The noble Lord, Lord Whitty, has said that shipping will not be affected, but in fact a great deal of shipping is short-sea shipping. The thing that matters most is that the lorries that come and go on the ferries and the lift-on/lift-off containers are turned around very swiftly. If they are not, the economics of running the short-sea crossings—specialised in Dover, but also affecting other ports—will be very difficult to manage and very much more expensive. Unless those lorries come off and on almost simultaneously, as they do at present, more ships and more port facilities will be needed.

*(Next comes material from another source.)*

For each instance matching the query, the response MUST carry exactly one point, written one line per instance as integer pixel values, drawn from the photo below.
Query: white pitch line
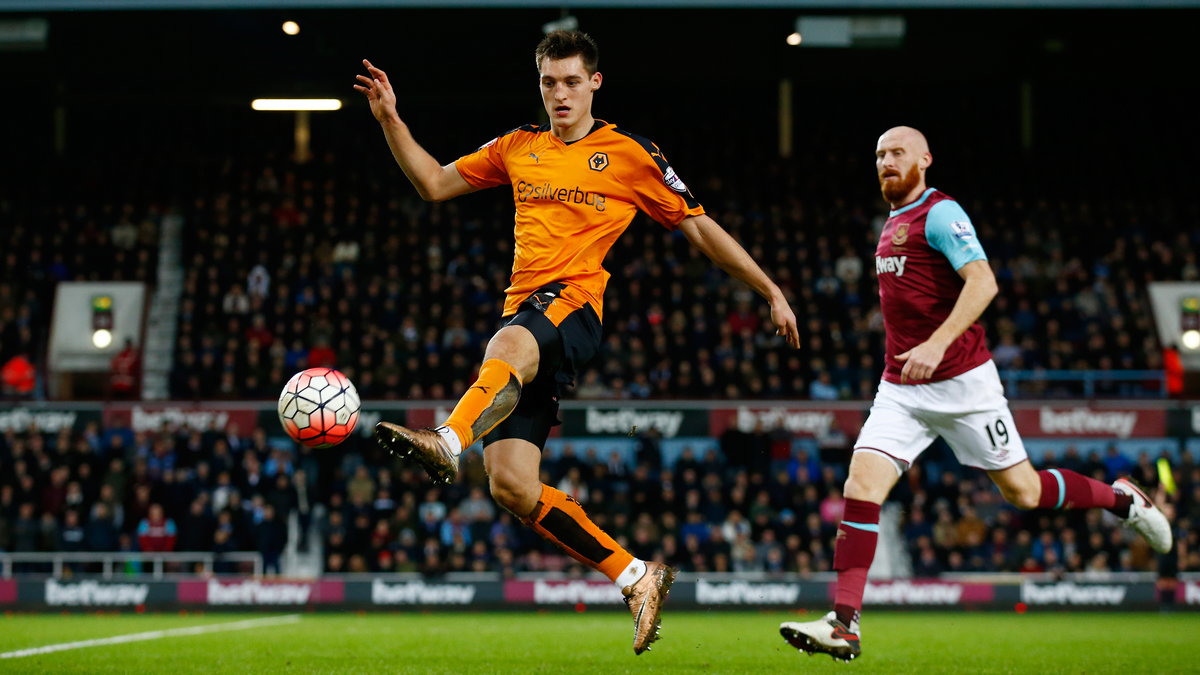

What about traffic arriving by lorry? What arrangements are being made? That is what the noble Lord, Lord Whitty, pressed. The hauliers, who, almost to a man, were probably supporters of the Government on Brexit, are in the dark as to what will happen. Are we to have massive lorry parks? Whereabouts will they be? Will they be a permanent feature of our landscape? Will planning consent be needed for them and will local authorities be involved in granting it? Will they grow into freight villages? If they have servicing, sleeping, refreshment and other facilities they will become small towns. Who will pay for them? It is normal in transport for an operator to pay for his own terminal facilities. However, the lorry drivers who use these new facilities should pay something towards the cost of providing them. Who will control the inevitable crime that will surround such areas? They will be targets for criminals of all descriptions, whether those smuggling people or goods.

I fear the Minister will have to answer so many questions in this debate that I will not go on listing them, because the noble Lord, Lord Whitty, has done that very comprehensively. However, unless there are answers, and quickly, as well as coronavirus we will have food shortages in our shops.